TWO MODELS OF HEALTH INSURANCE
Part of the current debate over national health insurance is rooted in two conflicting visions of how the cost of health care should be shared. We can designate one as the casualty insurance model and the other as the social insurance model.
Casualty insurance, which usually refers to automobile collision, residential fire, and similar risks, is premised on the idea that premiums should (to the extent feasible) be set according to expected loss. Other things being equal, policyholders with better driving records or with smoke detectors in their homes pay lower premiums; poorer risks pay higher premiums.
Social insurance, which is the basis for national health insurance, provides for extensive cross-subsidization among different risk groups; it ignores expected loss in allocating costs.

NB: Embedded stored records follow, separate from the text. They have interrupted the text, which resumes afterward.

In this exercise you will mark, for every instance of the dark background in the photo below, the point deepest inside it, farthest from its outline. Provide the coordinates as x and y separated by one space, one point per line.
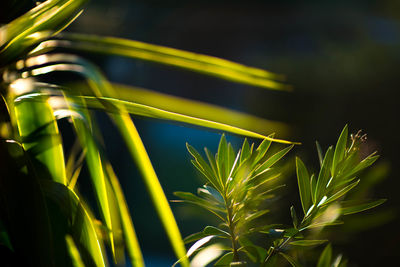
342 58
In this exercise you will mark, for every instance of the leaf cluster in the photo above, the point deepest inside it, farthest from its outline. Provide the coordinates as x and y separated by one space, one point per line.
35 100
237 189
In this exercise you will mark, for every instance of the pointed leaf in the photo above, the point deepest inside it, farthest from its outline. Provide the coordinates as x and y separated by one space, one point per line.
194 237
273 159
341 192
308 243
324 175
222 162
361 207
290 259
195 62
294 217
211 230
340 149
326 257
263 148
320 153
303 181
225 260
199 244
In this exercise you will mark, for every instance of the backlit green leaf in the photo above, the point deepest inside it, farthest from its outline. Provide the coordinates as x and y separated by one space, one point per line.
326 257
324 175
339 149
308 243
303 181
290 259
272 160
361 207
341 192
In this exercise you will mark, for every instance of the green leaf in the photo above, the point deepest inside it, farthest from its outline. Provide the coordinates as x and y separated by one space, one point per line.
163 55
213 163
263 148
96 170
255 215
204 167
361 207
189 197
211 230
40 131
74 252
225 260
199 244
197 109
113 105
321 224
222 160
303 181
326 257
82 222
246 152
324 175
216 195
194 237
294 217
131 240
231 161
368 161
36 25
340 149
320 153
272 160
341 192
313 188
290 259
308 243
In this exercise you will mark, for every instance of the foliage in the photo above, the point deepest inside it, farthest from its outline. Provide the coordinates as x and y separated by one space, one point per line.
45 220
239 192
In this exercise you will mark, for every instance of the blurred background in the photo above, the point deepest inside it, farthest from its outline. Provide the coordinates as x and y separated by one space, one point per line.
342 59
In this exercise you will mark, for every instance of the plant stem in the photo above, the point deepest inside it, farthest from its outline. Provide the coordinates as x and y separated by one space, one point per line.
233 236
231 226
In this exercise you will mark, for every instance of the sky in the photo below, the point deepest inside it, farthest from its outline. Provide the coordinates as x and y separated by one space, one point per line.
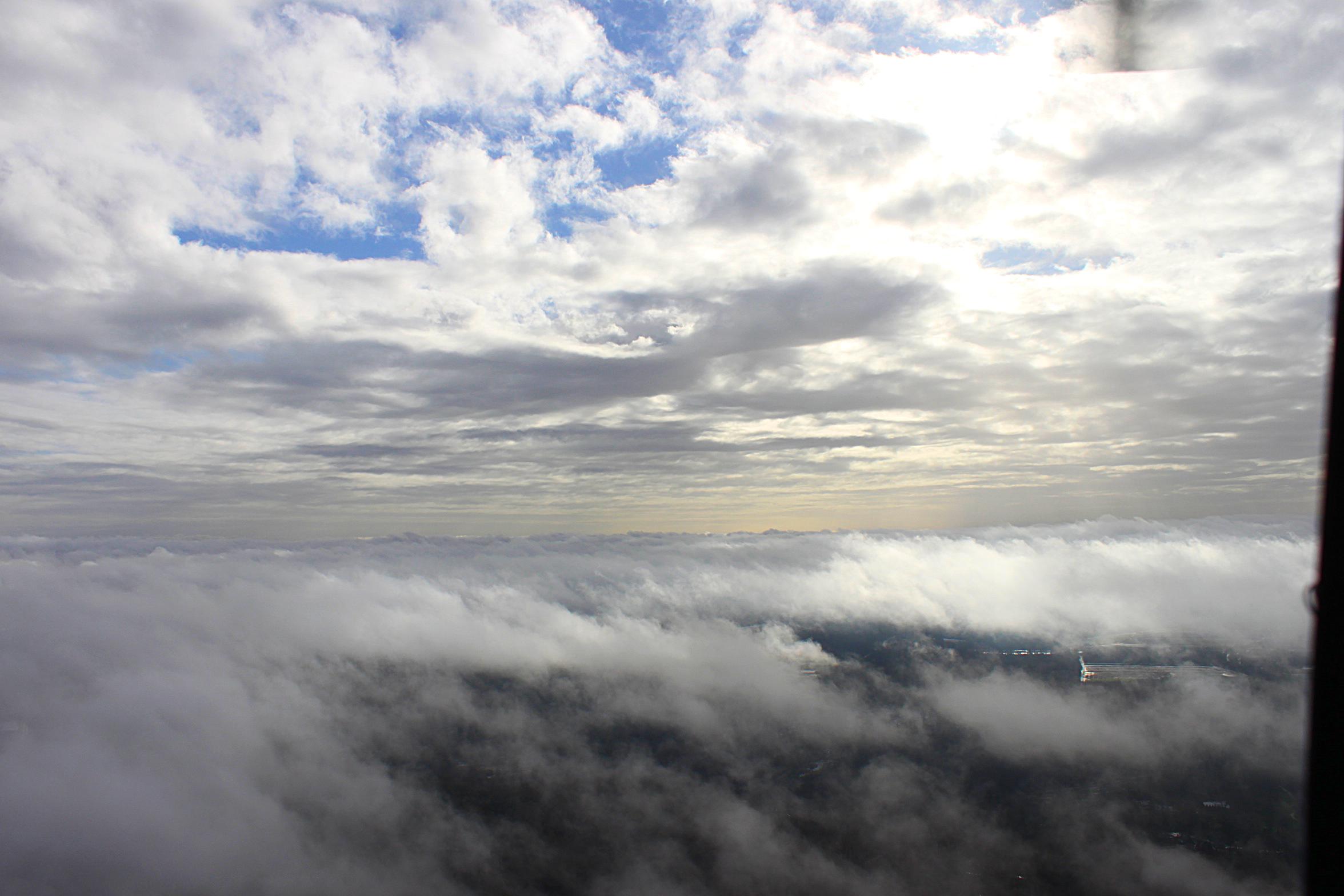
296 270
629 715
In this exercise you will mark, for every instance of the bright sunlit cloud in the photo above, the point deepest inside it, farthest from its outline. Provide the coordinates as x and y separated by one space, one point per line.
343 269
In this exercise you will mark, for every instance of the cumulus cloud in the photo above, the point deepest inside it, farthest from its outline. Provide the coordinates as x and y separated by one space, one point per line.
682 714
911 263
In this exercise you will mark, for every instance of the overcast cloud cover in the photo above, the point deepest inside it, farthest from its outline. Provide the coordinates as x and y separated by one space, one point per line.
335 269
625 714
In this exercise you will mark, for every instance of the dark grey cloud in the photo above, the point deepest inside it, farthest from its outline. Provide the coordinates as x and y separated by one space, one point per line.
629 714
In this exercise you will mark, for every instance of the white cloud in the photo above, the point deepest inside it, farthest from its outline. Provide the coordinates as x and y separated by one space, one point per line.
1170 367
339 717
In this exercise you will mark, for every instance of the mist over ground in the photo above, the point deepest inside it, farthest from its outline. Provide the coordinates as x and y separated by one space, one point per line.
652 714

Advocates of the casualty approach argue that, as applied to health insurance, it is more efficient and more equitable than the social insurance model. They assert that use of care depends, to some extent, on personal behavior and choice. If premiums vary with expected use, individuals have an incentive to choose healthier behavior and to make more cost-conscious decisions about their use of care for any given health condition. A clear example is charging cigarette smokers higher premiums than those charged to nonsmokers. This may decrease the number of smokers, and even if it does not, advocates of the casualty model argue, it is fair for smokers to bear the extra cost of their unhealthy habit.
Even when there is no possibility of altering behavior, and even if use of care is unrelated to insurance coverage, the casualty model still offers an efficiency advantage in any system of voluntary health insurance. The alternative - a uniform premium for all individuals, including those with major health problems -will discourage purchase of insurance by those without such problems because the premium would be unreasonably high.
Advocates of the social insurance model rely heavily on arguments that appeal to one’s sense of justice or collective responsibility. In earlier times, these feelings of mutual responsibility were often evident within families and within religious communities. In modern times, many countries have extended the concept to encompass the entire nation. The philosophical foundations for such arguments can be discerned in John Rawls’s discussion of making choices behind a veil of ignorance.
For example, suppose that before you were born you did not know if you were going to be rich or poor, sick or healthy; you might (assuming some risk aversion) prefer to be born into a society that would provide health care on the same basis for, say, persons born with a genetic disease as for those born without such a problem. Advocates of the social insurance model also point to efficiency arguments. Because everyone must participate, there can be savings in sales and administrative costs that offset other efficiencies achieved through the casualty approach.
Whether one model or the other is more conducive to an efficient health care system is primarily an empirical question (interwoven with value judgments) that cannot be answered a priori. Which approach is more just is primarily a value question (individual versus collective responsibility), but empirical information concerning the reasons for variation in use of care is relevant.
In my experience, the same audiences that overwhelmingly approve charging smokers a higher premium because they use more care strongly oppose a premium surcharge for individuals whose high use is attributable to genetic factors. If cigarette smoking should turn out to have a significant genetic component, opinions concerning the smoker surcharge would presumably change. One consequence of the genetics revolution may be to shift public sentiment toward the social insurance model.
according to the article «National Health insurance» by Victor R. Fuchs (the journal «THE SENIOR ECONOMIST»)
VICTOR R. FUCHS is the Henry J. Kaiser Jr. Professor at Stanford University. He holds joint appointments in the Economics Department and the School of Medicine’s Department of Health Research and Policy. He has been a Research Associate of the National Bureau of Economic Research since 1962.